British Columbia - Victoria/TCH 1


Starting in the south and working my way north, this totem garden is in Thunderbird Park by the Royal British Columbia Museum.

A rogue totem has escaped to Courtney Street at Nootka Court.

If you can make out these plaques, I'm at St. Ann's Academy along Humboldt Street, dating to 1858 in the chapel/dome area and 1887 for the convent around it.

The Christ Church Cathedral on Quadra Street may look older than 1929, but that's because it was designed and started construction in 1893 before a long hiatus until 1920.
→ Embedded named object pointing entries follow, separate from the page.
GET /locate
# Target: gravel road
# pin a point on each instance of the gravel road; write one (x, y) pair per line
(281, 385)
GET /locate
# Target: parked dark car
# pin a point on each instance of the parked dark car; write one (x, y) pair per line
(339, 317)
Here we have St. Andrew's Cathedral, built for the Catholic congregation in the High Victorian Gothic style in 1892, at Blanshard and View Streets.
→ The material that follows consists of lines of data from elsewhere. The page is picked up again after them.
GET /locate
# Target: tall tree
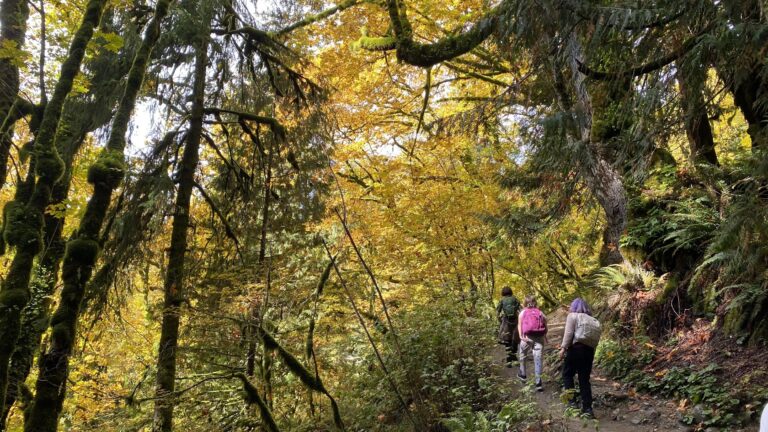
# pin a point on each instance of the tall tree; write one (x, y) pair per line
(82, 250)
(173, 288)
(13, 20)
(24, 216)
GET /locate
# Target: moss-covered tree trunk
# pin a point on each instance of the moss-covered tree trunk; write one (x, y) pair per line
(81, 116)
(82, 249)
(24, 219)
(174, 278)
(747, 78)
(697, 127)
(13, 20)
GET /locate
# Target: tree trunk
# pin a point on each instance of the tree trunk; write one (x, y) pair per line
(24, 220)
(174, 279)
(749, 85)
(603, 179)
(607, 186)
(13, 20)
(82, 250)
(697, 127)
(69, 140)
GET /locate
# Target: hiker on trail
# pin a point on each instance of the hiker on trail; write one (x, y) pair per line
(507, 311)
(532, 327)
(582, 334)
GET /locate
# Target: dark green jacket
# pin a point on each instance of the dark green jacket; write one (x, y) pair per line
(509, 306)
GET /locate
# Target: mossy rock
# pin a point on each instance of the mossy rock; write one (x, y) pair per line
(22, 226)
(108, 170)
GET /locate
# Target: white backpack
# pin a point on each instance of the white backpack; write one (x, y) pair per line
(588, 330)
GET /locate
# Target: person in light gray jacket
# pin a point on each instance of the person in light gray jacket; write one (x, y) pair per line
(578, 358)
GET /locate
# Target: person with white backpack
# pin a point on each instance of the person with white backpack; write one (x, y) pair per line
(582, 334)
The oldest synagogue in Victoria, Congregation Emanu-El has been here at Pandora Avenue and Blanshard Street since 1863.

The 1907 Merchant's Bank of Canada at Douglas Street (Trans-Canada Highway 1) and Yates Street remains a bank, although differently branded.

Heading into the Old Town district, you can see the New England Hotel building (Government Street north of Yates Street) is newer than the hotel itself.

Some more random buildings: The 1887 Boucherat & Co. building at #533 Yates Street, which started life as a liquor warehouse, and the 1882 Yates Block along Wharf (not Yates) Street, which has performed various waterside functions such as warehousing and chandlering.

Onto Johnson Street, heart of Old Town. This is representative of the overall age of buildings in the next block, dating to 1891.

Here's the south side of the street, a giant block of Victorian-era establishments. The W.G. Cameron building, for example, dates to 1888.

The western half of the block of buildings on the north side is known as Market Square. The building with that label affixed is the 1892 Strand Hotel.

I don't have a name or date for this building, but it's clearly of similar age.

From the east end of this block, the 1888 E.G. Prior Building is on the northeast corner of Johnson and Government Streets.

Look southeast from there and see the historic Hotel Canada ad on the north side of the 1892 Ducks Building, which fronts on Broad Street.

To close this out, my farthest north photo in Victoria is the 1906 Beehive Wool Shop at #1700 Douglas Street, leaving town on the Trans-Canada Highway.